To address this potential risk for pathogenic organism transmission, manufacturers have produced nursing bags made with antimicrobial embedded textiles. See Figure 1. Antimicrobial products kill or slow the spread of microorganisms, such as bacteria, viruses, protozoans, and fungi (Environmental Protection Agency [EPA], 2010). The EPA regulates the making and marketing of antimicrobial products when embedded into textile-based materials, such as the exterior surface of a nursing bag. The federal statute that specifically governs this area is the Federal Insecticide, Fungicide, and Rodenticide Act (FIFRA). FIFRA does not allow companies to make public health pesticidal claims (e.g., Microban(R) will kill 99.9% of MRSA on the surface of the nursing bag) for any product distributed or sold unless the product has been approved and registered by the EPA or is covered by an exemption from registration. In the United States under a "Treated Articles Exemption" of FIFRA, companies can avoid a lengthy pesticide registration process if they refrain from making explicit or implicit health benefit claims about the antimicrobial product and make clear to its customers that the antimicrobial product, if it is mentioned at all, is solely for protection of the treated article (EPA, 2000).
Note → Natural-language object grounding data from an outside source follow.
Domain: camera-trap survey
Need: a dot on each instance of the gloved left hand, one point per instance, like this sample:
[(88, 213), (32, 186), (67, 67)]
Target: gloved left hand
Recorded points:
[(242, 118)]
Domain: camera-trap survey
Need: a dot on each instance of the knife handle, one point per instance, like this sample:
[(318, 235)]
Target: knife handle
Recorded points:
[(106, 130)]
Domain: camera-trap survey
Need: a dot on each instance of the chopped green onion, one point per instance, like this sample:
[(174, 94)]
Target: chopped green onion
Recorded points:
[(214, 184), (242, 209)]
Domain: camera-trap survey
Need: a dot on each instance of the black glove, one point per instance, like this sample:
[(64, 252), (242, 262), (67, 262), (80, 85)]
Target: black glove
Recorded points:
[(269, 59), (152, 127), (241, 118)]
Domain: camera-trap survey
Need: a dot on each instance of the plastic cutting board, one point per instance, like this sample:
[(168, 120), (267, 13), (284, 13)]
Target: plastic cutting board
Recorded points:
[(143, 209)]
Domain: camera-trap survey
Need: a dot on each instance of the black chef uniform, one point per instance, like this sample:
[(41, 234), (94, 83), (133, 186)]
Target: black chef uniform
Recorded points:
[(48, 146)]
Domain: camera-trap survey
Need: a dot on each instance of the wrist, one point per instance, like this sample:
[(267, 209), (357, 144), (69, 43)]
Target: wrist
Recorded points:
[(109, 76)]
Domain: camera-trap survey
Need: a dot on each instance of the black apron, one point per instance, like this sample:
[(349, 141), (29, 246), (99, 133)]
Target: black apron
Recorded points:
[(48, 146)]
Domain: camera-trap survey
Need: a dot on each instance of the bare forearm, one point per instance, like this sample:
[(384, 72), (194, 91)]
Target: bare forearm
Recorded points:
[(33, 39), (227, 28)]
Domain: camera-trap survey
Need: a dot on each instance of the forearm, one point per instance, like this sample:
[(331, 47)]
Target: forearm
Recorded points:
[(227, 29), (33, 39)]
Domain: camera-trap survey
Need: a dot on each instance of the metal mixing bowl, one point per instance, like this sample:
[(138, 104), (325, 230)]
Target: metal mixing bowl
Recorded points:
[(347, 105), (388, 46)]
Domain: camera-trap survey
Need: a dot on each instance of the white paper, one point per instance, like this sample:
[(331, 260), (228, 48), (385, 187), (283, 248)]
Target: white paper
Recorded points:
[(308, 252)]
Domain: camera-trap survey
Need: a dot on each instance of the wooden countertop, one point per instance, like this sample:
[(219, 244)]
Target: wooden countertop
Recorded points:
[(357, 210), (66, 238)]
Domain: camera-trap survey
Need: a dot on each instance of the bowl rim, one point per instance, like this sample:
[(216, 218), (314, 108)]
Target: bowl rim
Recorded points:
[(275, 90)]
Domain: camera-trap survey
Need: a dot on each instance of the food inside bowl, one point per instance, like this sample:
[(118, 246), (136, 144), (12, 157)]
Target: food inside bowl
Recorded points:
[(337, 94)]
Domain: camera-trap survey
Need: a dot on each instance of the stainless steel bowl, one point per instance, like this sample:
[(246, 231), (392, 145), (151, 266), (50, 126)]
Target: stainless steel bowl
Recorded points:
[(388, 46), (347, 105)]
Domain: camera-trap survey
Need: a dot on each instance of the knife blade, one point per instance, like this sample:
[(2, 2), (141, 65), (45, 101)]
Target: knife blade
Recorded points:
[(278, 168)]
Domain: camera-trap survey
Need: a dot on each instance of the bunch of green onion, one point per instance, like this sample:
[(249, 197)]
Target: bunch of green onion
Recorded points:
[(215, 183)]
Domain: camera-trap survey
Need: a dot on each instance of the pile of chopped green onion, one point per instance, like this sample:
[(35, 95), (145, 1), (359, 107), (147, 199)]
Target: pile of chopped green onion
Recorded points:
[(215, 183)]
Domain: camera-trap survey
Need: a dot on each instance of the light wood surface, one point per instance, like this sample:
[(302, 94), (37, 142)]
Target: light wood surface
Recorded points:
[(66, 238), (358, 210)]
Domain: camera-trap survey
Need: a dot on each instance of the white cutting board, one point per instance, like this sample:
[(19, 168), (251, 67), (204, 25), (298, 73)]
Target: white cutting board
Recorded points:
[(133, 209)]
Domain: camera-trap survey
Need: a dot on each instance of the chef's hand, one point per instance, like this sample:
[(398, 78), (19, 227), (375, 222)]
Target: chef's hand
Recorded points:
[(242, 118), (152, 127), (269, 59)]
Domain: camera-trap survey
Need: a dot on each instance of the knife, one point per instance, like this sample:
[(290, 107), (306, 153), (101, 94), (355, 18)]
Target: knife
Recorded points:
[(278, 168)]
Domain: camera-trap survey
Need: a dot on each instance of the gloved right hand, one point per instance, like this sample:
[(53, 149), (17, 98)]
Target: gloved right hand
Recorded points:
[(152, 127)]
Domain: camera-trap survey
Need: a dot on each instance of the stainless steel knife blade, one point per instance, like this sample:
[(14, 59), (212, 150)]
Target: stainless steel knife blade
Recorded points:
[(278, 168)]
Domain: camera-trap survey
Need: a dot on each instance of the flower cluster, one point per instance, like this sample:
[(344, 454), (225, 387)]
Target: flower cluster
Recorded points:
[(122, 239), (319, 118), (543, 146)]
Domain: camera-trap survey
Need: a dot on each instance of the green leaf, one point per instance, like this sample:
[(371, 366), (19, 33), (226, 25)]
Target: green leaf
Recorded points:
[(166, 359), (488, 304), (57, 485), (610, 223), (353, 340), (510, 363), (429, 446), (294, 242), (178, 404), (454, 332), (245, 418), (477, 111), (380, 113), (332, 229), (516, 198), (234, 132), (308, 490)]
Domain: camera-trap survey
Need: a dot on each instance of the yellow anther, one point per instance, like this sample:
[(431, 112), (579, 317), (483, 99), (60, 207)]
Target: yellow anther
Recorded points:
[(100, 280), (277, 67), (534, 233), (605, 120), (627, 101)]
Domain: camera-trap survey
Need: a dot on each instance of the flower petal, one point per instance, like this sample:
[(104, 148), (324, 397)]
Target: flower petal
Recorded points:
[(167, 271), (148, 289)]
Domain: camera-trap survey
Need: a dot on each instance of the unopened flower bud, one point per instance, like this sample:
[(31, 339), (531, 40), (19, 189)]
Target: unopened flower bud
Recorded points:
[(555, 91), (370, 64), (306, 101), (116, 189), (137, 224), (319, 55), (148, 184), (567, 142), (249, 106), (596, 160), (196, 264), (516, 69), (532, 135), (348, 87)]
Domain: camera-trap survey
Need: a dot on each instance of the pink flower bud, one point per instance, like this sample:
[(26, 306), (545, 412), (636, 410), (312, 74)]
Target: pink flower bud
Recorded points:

As a result, a product containing an antimicrobial agent that is exempted under this provision does not need to be evaluated by the EPA for human health or environmental impacts, nor does it need to be evaluated for efficacy in reducing surface microbial load and the potential for the article to serve as a source or reservoir for human pathogens.

Figure 1 - Click to enlarge in new windowFigure 1. Nursing bag with embedded antimicrobials. Used with permission from Hopkins Medical Products.

One type of antimicrobial treatment that can be performed to produce antimicrobial textiles is adding Microban(R) to the manufacturing process of textiles used in nursing bags. Microban(R) protection provides continuous defense against the growth of microbes and inhibits their growth. When microbes come in contact with the bag's exterior surface, Microban(R) disrupts the cell function, making the microorganism unable to grow and reproduce. Microban(R) protection begins to work as soon as the microorganism comes into contact with the product's surface (Microban International A, 2018). "A recent study was conducted on two samples: one was treated with Microban(R) antimicrobial fabric treatments and one was left unprotected. Both samples were inoculated with bacteria. The growth of bacteria was tracked over an incubation period of six hours. The sample with Microban's(R) antimicrobial fabric treatment showed 250x less bacteria after the six-hour period than the sample left unprotected" (Microban International B, 2018).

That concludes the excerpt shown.